What extraction misses
Here’s what happens when you read slowly through a dense argument:
You encounter a sentence you don’t fully understand. You slow down. You reread. You hold it alongside the sentences before and after it. Something in you adjusts — not the sentence, but your model of the world the author is describing.
That adjustment is not the conclusion of the argument. It happens somewhere in the middle, in a place that wouldn’t show up in a summary.
A summary can tell you what a book argues. It can’t give you the experience of having your assumptions quietly rearranged by page forty.
The asymmetry
This is the asymmetry I keep returning to: AI is extremely good at the end of reading and not present at the beginning.
The end of reading is extraction — what did this say, what are the key points, how does it connect to these other things. LLMs are extraordinary at this. Give a model a dense paper and ask for the three load-bearing claims. It will probably identify them correctly.
The beginning of reading is exposure — letting a text change the shape of your attention before you know what you’re looking for. This is the part that can’t be outsourced, not because AI lacks the capability, but because the whole point is that you are the one being changed.
What I’ve started doing
I’ve made a rule for myself: anything I care about enough to think with, I read myself first.
Then I use AI. Ask it what I missed. Push on my interpretation. Find the counterarguments. The AI session becomes a second pass — adversarial, generative, fast.

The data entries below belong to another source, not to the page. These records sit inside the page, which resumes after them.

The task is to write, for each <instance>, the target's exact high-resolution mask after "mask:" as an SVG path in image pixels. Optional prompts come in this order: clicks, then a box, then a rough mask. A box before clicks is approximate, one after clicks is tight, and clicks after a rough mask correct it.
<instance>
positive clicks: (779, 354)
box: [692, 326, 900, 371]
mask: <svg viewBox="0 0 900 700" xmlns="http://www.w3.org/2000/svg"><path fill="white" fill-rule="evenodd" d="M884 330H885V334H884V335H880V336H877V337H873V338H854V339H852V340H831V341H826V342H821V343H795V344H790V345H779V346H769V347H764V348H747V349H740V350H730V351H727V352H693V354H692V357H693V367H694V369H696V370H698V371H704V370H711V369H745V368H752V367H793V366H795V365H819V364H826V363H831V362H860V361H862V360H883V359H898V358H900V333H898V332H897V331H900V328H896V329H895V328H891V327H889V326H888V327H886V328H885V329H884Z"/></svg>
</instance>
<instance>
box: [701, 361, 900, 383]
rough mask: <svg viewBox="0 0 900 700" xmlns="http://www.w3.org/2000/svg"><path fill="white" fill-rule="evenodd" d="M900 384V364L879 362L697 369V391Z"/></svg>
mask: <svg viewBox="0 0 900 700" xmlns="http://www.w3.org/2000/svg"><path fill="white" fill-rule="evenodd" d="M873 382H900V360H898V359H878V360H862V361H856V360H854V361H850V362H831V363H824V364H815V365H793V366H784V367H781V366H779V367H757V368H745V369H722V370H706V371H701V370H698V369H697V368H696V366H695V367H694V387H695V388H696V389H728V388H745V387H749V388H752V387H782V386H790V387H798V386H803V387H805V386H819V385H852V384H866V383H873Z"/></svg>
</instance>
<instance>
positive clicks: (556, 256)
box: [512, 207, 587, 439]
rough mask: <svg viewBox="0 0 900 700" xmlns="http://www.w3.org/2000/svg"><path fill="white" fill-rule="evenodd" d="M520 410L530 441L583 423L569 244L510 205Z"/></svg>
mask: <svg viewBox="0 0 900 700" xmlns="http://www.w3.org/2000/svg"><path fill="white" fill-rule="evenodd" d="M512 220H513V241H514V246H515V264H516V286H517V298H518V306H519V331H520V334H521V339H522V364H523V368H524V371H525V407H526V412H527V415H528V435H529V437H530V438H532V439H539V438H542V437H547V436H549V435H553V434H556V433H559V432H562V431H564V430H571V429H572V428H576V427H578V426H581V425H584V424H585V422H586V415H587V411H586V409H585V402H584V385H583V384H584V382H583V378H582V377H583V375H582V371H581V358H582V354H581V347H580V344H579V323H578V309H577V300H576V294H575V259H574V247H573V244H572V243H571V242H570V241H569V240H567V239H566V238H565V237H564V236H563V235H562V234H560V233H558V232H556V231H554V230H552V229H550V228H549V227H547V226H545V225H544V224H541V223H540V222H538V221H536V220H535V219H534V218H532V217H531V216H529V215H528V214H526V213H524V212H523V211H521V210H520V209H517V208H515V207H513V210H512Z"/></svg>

But the first pass stays mine. Slow, incomplete, sometimes confused.
This isn’t a productivity optimization. It’s a bet that the confused first pass is where most of my actual thinking happens — and that if I skip it, I’m not saving time, I’m just borrowing conclusions I don’t own.
The society question
I think about this at scale.
If a generation of people grows up delegating first-pass reading to AI, what happens to the capacity to be changed by a text? Not to extract from it — to be moved by it, troubled by it, sent down a path you didn’t expect?
I don’t know the answer. I’m not sure it’s a catastrophe. Humans have always outsourced cognitive labor — writing itself was a form of outsourcing memory.
But I think it’s worth watching. Worth building tools that encourage slow first contact, not just fast extraction.
Worth asking, regularly: when did I last read something that changed what I thought was possible?
If the honest answer is “I had AI summarize it,” that might be fine. Or it might be a signal that something is atrophying quietly, in a place that won’t show up in a summary.